Er ist eher als Citymobil im Format eines ebenfalls elektrisch angetriebenen Citroën Ami gedacht, den es baugleich auch als Opel Rocks-e gibt. Diesen in L6e eingestuften Leichtkraftwagen mit maximal 45 km/h gegenüber besitzt er allerdings den großen Vorteil, im Stadtverkehr problemlos mithalten zu können, statt aufgrund einer kaum nachvollziehbaren Entscheidung des Gesetzgebers wegen fehlender 5 km/h häufiger als nötig überholt zu werden.

Dafür, dass der 2,52 Meter lange Microlino mit seinem Wendekreis von nur 7,40 Metern vor allem für die Innenstadt taugt, ist der Preis von 22.690 Euro für die zweifarbige Pioneer-Variante als Startmodell allerdings schmerzhaft teuer. Daran ändert auch nichts, dass die gerade einmal 1,47 Meter schmale Schweizer Knutschkugel mit dem mittleren 10,5-kWh-Akkupaket immerhin 177 Kilometer zurücklegen kann, ehe er wieder an die Steckdose muss. Später folgt ein Basismodell mit einem 6-kWh-Akku, das knapp 18.000 Euro kosten soll. Selbst für Schweizer Verhältnisse erscheinen die Preise üppig.

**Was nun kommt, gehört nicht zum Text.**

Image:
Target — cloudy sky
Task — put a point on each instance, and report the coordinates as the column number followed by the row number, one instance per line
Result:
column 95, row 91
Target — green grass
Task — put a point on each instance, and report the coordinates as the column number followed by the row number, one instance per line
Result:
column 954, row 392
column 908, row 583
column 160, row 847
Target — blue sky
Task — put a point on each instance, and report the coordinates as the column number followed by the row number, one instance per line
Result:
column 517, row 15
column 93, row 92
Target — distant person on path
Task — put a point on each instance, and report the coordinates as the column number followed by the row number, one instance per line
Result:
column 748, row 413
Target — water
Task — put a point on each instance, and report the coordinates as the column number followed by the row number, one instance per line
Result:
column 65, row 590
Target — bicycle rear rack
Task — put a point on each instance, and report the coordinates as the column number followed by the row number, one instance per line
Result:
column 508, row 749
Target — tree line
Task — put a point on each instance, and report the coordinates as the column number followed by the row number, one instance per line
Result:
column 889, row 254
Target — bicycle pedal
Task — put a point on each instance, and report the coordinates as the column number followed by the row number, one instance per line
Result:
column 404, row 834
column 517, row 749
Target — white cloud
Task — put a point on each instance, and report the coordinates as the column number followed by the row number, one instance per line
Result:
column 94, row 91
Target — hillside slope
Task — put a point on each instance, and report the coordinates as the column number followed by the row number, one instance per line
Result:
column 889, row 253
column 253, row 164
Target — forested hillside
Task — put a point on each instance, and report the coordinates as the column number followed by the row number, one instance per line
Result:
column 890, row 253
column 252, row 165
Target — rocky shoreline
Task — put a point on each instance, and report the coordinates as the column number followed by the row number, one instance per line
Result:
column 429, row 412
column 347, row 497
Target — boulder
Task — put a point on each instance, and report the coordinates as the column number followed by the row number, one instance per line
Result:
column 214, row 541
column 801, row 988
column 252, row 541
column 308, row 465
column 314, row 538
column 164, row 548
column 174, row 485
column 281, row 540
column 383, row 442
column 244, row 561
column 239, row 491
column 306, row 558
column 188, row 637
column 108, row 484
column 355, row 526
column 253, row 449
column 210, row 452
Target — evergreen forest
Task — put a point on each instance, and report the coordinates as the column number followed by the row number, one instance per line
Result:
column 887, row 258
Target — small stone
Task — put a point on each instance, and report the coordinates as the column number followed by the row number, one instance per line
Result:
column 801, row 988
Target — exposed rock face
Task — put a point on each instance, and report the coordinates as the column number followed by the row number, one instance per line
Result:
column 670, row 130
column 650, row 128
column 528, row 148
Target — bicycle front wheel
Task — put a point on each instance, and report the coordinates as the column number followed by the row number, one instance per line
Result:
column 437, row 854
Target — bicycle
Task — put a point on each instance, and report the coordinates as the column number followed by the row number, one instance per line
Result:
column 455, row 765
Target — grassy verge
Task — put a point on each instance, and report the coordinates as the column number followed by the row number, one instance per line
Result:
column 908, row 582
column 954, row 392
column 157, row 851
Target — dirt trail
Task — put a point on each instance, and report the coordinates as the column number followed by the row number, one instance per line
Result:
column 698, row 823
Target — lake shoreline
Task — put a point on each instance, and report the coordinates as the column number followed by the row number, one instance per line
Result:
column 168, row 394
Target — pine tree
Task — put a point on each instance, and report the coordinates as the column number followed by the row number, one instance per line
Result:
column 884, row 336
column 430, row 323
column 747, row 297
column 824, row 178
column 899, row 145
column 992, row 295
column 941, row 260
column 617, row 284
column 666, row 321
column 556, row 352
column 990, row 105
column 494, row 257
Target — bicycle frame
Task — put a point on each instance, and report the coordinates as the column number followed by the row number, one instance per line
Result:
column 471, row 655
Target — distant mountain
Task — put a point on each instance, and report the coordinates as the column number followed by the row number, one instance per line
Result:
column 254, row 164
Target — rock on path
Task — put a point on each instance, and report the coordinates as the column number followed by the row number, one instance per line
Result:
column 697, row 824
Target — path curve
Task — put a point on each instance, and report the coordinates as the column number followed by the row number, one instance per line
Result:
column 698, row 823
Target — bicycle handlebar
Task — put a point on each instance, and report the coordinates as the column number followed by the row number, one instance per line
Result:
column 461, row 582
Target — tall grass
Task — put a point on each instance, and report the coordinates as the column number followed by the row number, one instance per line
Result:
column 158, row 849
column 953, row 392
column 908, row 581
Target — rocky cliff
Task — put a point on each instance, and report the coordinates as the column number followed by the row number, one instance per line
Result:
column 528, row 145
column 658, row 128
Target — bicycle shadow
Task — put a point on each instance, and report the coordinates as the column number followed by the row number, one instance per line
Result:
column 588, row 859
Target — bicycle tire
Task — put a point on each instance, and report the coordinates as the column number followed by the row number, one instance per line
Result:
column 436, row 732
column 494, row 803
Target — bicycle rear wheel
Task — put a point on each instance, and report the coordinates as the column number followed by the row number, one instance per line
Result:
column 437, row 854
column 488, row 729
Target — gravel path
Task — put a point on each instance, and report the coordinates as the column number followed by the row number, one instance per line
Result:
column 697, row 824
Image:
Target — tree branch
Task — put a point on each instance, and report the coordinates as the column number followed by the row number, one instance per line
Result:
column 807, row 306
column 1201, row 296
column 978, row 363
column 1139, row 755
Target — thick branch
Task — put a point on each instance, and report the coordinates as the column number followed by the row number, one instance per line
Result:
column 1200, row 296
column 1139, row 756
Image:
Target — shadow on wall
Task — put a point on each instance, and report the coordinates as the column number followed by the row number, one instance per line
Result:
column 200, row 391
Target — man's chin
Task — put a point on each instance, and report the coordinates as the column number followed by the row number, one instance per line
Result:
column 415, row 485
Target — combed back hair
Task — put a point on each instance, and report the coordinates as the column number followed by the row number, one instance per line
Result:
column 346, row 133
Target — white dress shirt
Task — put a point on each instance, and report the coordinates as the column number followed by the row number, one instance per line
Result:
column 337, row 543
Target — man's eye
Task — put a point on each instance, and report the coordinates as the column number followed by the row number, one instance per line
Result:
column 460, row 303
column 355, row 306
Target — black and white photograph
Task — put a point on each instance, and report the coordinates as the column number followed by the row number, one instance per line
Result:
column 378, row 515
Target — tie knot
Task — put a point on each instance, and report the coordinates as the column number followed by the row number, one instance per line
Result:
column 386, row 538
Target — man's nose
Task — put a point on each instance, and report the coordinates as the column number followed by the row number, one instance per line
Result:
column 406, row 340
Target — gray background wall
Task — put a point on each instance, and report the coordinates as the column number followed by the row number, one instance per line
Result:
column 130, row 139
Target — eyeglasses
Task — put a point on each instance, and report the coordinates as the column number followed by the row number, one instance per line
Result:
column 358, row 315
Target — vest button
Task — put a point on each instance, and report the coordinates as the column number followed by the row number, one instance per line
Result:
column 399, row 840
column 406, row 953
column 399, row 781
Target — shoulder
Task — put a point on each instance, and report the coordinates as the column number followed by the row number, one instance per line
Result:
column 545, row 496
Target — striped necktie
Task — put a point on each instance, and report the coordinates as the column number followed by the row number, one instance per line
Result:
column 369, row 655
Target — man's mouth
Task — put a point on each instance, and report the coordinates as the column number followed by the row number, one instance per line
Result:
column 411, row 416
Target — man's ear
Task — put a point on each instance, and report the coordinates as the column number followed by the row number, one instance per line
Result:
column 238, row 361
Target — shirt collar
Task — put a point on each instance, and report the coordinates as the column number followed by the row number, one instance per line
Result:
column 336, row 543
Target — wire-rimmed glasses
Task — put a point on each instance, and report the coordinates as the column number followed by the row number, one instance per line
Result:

Alle Versionen fahren mit Heckantrieb, der 12,5 kW leistet und 89 Nm Drehmoment bietet. Das reicht für einen Ampelspurt von 0 auf Tempo 50 in fünf Sekunden. Der Normverbrauch des Italo-Schweizers wird im WLTP mit knapp sechs kWh pro 100 Kilometer angegeben. Die Einzelradaufhängung für alle Räder ist ein Vorteil; die verschiedenen Achsbreiten ein Nachteil für den Komfort.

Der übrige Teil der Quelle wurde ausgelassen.